August 30, 2016
On August 17, Weil won another major victory for CBS in a putative nationwide class action lawsuit filed against a host of college athletic conferences, networks, and licensors, relating to the broadcast of college sports games, when the U.S. Court of Appeals for the Sixth Circuit issued a unanimous opinion affirming the lower court’s dismissal of all of plaintiffs’ claims.
Plaintiffs, current and former student-athletes who played National Collegiate Athletic Association (NCAA) Division I college football or basketball, alleged that CBS and its co-defendants profited from the broadcast and use of those student-athletes’ names, images and likenesses without permission. Plaintiffs’ claims included causes of action for violations of Tennessee’s right of publicity statute, the Sherman Act, and the Lanham Act.

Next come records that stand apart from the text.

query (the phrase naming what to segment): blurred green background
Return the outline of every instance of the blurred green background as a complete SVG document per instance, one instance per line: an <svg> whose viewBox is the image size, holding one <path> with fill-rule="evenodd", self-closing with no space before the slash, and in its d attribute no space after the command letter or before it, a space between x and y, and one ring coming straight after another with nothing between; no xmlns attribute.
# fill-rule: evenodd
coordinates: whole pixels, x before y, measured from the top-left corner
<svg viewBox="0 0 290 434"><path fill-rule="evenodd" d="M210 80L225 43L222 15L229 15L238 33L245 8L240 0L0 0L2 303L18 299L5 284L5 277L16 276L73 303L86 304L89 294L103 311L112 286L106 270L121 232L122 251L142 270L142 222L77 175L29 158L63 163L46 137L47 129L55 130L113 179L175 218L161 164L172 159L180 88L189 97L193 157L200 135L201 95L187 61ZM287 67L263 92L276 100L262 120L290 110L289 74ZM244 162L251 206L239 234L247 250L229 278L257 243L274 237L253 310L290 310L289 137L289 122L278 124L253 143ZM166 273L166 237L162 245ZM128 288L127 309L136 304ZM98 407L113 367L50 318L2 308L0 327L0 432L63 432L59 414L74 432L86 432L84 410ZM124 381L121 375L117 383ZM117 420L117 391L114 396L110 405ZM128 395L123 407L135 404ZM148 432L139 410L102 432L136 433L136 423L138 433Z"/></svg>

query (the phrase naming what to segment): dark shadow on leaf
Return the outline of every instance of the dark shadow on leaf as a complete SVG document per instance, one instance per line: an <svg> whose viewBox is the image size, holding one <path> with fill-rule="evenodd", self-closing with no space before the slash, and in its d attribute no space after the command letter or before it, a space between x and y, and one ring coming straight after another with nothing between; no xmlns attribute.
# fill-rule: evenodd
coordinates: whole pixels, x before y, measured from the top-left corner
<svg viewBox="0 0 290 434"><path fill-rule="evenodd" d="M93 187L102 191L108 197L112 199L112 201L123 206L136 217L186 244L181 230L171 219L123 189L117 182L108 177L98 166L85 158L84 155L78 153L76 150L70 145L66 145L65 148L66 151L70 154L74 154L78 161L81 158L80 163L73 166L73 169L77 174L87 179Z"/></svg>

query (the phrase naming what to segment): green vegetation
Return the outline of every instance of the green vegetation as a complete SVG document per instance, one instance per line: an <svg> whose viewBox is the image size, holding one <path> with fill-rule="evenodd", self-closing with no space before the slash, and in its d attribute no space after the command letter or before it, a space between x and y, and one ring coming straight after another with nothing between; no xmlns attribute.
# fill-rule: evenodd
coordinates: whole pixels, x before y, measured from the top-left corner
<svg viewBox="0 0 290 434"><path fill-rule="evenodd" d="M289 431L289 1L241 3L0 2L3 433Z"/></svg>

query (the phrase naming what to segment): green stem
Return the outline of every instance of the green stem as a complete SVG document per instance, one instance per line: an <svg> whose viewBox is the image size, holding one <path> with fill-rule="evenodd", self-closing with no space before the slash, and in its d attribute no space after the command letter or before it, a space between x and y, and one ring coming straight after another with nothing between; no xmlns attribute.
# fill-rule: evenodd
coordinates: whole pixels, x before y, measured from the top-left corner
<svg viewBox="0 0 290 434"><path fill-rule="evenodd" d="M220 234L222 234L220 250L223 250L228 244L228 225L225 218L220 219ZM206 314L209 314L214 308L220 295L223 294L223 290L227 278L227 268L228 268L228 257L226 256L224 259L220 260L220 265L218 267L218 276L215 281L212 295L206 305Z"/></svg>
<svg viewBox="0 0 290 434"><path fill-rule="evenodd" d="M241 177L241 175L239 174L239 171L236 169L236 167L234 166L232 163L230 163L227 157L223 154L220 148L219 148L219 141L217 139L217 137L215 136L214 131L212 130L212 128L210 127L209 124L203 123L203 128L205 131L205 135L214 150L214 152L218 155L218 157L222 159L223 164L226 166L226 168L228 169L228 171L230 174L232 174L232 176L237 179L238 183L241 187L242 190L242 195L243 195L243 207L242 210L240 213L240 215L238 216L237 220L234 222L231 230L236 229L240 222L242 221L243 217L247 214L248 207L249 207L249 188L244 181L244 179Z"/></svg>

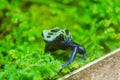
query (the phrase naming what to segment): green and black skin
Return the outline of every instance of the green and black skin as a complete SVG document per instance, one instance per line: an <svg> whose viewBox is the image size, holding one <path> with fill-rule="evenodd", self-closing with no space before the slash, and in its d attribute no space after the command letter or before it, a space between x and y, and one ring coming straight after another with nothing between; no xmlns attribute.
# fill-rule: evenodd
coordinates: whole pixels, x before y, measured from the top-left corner
<svg viewBox="0 0 120 80"><path fill-rule="evenodd" d="M70 59L62 65L62 69L74 61L77 53L80 53L83 58L86 58L85 48L72 41L72 37L68 29L57 27L50 30L44 30L42 32L42 36L46 42L45 52L54 52L58 49L72 49L72 55Z"/></svg>

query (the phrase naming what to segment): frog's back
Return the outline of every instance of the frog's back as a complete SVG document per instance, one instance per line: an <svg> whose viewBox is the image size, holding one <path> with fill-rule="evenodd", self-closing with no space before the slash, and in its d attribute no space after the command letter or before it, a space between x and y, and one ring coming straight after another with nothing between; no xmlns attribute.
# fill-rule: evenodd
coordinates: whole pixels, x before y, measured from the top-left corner
<svg viewBox="0 0 120 80"><path fill-rule="evenodd" d="M64 40L68 41L71 40L72 36L70 32L67 29L61 29L61 28L53 28L50 30L44 30L43 33L43 38L46 42L54 42L56 40Z"/></svg>

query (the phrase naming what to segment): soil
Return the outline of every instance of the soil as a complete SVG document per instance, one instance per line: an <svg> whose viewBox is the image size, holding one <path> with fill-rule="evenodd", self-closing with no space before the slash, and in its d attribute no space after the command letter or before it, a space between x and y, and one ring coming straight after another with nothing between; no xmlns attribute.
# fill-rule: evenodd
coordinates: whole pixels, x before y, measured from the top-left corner
<svg viewBox="0 0 120 80"><path fill-rule="evenodd" d="M58 80L120 80L120 49Z"/></svg>

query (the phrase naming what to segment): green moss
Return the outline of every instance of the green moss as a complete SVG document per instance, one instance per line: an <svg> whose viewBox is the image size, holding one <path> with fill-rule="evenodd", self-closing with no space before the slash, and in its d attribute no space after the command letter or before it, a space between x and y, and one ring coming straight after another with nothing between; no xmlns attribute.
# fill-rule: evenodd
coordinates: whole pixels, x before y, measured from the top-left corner
<svg viewBox="0 0 120 80"><path fill-rule="evenodd" d="M0 79L53 80L120 46L119 0L1 0ZM59 72L71 51L44 53L41 32L68 28L88 57ZM62 54L65 54L62 56Z"/></svg>

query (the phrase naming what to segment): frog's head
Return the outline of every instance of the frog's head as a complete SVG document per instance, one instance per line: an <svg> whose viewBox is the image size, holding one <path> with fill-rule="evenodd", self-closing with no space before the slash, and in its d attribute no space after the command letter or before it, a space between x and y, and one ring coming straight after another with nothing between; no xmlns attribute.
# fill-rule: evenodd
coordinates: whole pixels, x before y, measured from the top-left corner
<svg viewBox="0 0 120 80"><path fill-rule="evenodd" d="M71 34L67 29L61 29L61 28L53 28L50 30L43 30L42 36L45 40L45 42L53 42L53 41L60 41L60 40L71 40Z"/></svg>

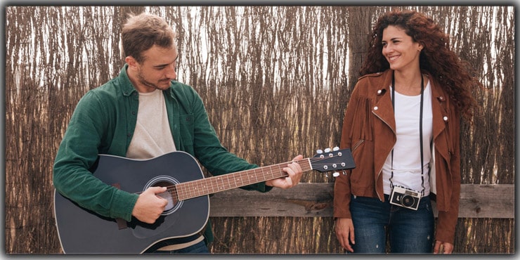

In June 2015, in a landmark decision, the U.S. District Court for the Middle District of Tennessee granted the defendants’ motion to dismiss with prejudice. The court ruled that there was no right of publicity for participants in sporting events under Tennessee law, and with respect to Plaintiffs’ antitrust claims, the court rejected Plaintiffs’ claim that the broadcast contracts that purportedly transfer student-athletes’ names, images, and likenesses are the unreasonable restraint of trade, and rejected Plaintiffs’ allegations of antitrust injury or reduced competition, noting that “undoubtedly, there is stiff competition among the conferences to secure air time for games, [and] among the networks to broadcast those games…and Plaintiffs’ allegations suggests as much.” With respect to the Lanham Act claims, the court held that broadcasting sporting events does not propose a commercial transaction, but rather depict real events and distribute desired speech, and there was no confusion about what the student-athletes depicted in the broadcasts are doing. All remaining claims were dismissed as linked to the primary claims.
Plaintiffs subsequently appealed.
In a 3-0 opinion, the Sixth Circuit hailed the district court’s decision as “notably sound and thorough” and noted “we have little to add”, calling plaintiffs’ theory “legal fantasy” and “meritless”, and highlighting that plaintiffs’ purported “right of publicity” simply does not exist.
The Weil team was led by litigation partners Jim Quinn, Yehudah Buchweitz, and Eric Hochstadt, and assisted by litigation associates Jessie Mishkin, Joseph Adamson, Kevin Kramer, Tracy Ederer, Cameron Bonk, and Joy Dineo.